Die Diskussion ist weder in Salzburg aufgeflackert, noch neu: Von der Belastheit des Begriffs berichtete im Frühjahr die Kulturplattform Oberösterreich (KUPF). Eva Blimlinger, Parlamentarierin der Grünen im Parlament, ist der Begriff schon seit Jahren ein Dorn im Auge.

Also war ein Wettbewerb zur politisch korrekten Wort-Bereinigung gefragt, Eva Blimlinger hat ihn im Frühjahr ausgelobt, unterstützt von KUPF, Standard und Deutschlandfunk Kultur. „Dabei ging es nicht darum, jemandem den Mund zu verbieten. Vielmehr sollte die Auseinandersetzung mit dem Sprechen über Kunst und Kultur im Zentrum stehen. Neben der Findung und Etablierung von Alternativen ging es darum, eine Diskussion loszutreten und für die Macht von Sprache zu sensibilisieren.“ So der Dachverband Salzburger Kulturstätten in einer Presseaussendung. Als ziemlich läppisches Preisgeld standen für zwei Anerkennungspreise je 250 Euro und für den Hauptpreis 1.000 Euro zur Verfügung.

116 Menschen sind 102 alternative Wörter eingefallen. Eva Blimlinger selbst regte an: „Kulturistinnen, wie Touristinnen.“ Das war sogar der Jury zu absurd. Nach intensiver Diskussion entschied die Jury sich für drei Begriffe, die einladen sollen, sich darin selbst zu verorten. Dabei wurden offene und konventionelle Begriffe experimentelleren Wortschöpfungen vorgezogen, um die vielfältige Kulturlandschaft abzudecken und ihren Akteur*innen größtmögliches Identifikationspotential zu bieten. Den bereits etablierten Begriff der Kulturarbeiter*innen hält die Jury weiterhin für wirkkräftig und notwendig – aufgrund seiner Nennung im Ausschreibungstext, entschloss sie sich allerdings, ihn nicht zu prämiieren.“

Wohin also sollen die Kulturschaffenden mutieren? Der Hauptpreis wird gedrittelt, denn das fulminante Wort Kulturtätige ist gleich drei Leuten eingefallen – Kathrin Delhougne (Kunsttherapeutin & Bildende Künstlerin, Wien), Ronja Fábián (Bildende Künstlerin & Fotografin, Wien) und Egid Jöchl (Komponist, Innsbruck). Zwei Anerkennungspreise für Salzburger: Sarah Kraushaar möchte lieber von Kultur-Engagierten sprechen und Karl Zechenter von Kulturaktiven.

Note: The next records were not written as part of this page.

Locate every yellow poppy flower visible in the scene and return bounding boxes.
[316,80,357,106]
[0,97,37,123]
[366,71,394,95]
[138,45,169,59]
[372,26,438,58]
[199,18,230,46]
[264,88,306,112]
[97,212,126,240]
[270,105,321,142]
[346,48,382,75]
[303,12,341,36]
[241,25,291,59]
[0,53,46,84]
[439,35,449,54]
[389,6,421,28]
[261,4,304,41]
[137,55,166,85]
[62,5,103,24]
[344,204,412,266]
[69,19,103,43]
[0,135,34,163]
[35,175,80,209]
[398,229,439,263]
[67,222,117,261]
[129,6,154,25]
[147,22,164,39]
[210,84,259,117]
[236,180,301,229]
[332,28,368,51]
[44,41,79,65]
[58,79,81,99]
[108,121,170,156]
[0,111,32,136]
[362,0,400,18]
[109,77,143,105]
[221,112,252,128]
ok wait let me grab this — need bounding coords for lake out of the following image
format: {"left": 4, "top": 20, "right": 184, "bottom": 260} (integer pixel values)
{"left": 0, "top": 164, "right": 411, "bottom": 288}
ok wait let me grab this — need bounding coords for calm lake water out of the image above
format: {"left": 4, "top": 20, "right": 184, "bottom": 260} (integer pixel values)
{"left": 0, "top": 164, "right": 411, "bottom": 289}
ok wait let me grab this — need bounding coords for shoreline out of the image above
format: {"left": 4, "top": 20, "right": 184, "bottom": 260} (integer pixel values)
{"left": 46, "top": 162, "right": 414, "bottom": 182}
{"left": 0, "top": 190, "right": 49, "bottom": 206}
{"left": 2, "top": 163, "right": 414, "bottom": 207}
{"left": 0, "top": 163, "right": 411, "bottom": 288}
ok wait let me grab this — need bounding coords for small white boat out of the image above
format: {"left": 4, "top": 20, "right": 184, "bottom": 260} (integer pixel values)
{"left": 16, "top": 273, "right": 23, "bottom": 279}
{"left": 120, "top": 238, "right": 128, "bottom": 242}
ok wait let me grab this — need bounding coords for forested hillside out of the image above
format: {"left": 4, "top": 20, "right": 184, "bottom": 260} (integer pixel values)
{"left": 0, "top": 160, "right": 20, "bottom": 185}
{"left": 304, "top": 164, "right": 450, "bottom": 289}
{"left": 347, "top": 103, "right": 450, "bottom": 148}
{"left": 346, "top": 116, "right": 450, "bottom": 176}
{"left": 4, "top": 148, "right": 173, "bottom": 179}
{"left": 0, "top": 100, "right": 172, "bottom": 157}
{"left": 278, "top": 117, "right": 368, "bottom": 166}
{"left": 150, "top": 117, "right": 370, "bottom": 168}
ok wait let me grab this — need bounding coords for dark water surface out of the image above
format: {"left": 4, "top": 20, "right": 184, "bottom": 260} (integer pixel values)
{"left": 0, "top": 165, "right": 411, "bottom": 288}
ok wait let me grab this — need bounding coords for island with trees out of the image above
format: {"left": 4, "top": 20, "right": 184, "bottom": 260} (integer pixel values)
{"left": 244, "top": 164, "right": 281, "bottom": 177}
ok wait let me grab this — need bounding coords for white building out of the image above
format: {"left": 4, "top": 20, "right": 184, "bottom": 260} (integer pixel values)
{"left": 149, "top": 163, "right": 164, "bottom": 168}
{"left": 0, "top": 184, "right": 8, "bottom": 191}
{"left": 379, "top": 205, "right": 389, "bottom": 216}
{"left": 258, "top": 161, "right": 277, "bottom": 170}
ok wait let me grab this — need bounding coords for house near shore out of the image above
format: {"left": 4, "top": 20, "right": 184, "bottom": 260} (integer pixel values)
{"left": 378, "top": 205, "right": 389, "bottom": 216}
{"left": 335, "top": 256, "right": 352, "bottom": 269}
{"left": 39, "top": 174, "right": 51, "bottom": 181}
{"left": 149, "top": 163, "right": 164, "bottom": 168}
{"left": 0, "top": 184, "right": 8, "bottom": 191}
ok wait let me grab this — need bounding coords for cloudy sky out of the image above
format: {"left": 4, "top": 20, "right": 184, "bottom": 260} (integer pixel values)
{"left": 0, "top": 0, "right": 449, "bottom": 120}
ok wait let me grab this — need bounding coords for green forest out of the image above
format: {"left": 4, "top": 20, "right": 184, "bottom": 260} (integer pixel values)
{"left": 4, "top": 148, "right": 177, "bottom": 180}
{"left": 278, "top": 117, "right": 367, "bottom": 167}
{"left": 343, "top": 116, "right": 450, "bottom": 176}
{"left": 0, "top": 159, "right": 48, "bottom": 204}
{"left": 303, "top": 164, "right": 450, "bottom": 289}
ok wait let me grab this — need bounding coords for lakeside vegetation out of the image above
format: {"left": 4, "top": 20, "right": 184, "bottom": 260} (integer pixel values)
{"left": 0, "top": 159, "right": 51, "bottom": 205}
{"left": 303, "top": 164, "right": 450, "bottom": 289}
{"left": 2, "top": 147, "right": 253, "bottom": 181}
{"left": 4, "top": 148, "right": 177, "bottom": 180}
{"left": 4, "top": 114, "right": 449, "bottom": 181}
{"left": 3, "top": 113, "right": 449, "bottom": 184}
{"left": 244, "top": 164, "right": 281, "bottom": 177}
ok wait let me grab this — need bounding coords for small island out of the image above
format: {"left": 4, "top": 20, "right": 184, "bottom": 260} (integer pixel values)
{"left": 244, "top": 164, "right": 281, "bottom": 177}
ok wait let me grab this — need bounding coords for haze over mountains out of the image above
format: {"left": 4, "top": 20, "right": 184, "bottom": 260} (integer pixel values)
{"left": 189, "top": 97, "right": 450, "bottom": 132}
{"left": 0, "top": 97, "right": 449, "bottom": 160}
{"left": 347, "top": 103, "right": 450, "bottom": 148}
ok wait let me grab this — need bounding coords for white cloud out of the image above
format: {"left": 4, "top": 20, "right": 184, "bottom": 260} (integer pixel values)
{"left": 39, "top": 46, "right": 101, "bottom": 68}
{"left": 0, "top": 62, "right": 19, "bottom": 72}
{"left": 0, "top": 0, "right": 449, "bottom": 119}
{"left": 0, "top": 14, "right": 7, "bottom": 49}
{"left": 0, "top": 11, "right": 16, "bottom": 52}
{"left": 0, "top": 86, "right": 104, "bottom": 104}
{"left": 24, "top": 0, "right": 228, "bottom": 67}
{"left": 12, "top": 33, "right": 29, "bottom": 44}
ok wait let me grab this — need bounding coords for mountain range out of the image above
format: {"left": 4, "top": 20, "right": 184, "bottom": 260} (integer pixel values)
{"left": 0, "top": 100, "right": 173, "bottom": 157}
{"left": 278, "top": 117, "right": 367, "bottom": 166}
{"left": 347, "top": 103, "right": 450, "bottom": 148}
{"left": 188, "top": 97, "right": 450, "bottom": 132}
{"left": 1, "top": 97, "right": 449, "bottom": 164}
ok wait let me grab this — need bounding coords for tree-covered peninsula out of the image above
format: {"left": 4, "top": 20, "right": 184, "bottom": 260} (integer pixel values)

Dazu die Juy: „Die drei Auszeichnungen eint ihre Eingängigkeit und Verständlichkeit und die damit verbundene Einschätzung der Jury, sie leicht in den Sprachgebrauch aufnehmen zu können. Während Kultur-Engagierte den Aspekt des 'hohen persönlichen und ideellen Einsatzes' (Kraushaar) hervorhebt, betont Kulturaktive 'noch stärker die Handlung' (Zechenter), ohne dabei das Feld auf aktivistische Zugänge zu beschränken. Der Favorit der Jury, Kulturtätige, überzeugt vor allem durch seine Praktikabilität und Neutralität. Er ist 'kürzer' als die Kulturschaffenden und 'leicht auszusprechen' (Fábián). Er enthält 'die Tat', 'das Tun', klammert gleichzeitig aber den 'Zwang' produktiv zu sein aus. Und: Die 'unterschiedlichsten Berufsfelder und Lebensrealitäten' (Delhougne) werden abgebildet – so umfasst er etwa auch 'Vermittler*innen, Veranstalter*innen' (Jöchl). Damit schließt er auch gut an Kulturarbeiter*innen an, ohne jene auszuschließen, die ihre Tätigkeit nicht als Arbeit (oder als mehr als Arbeit) verstehen.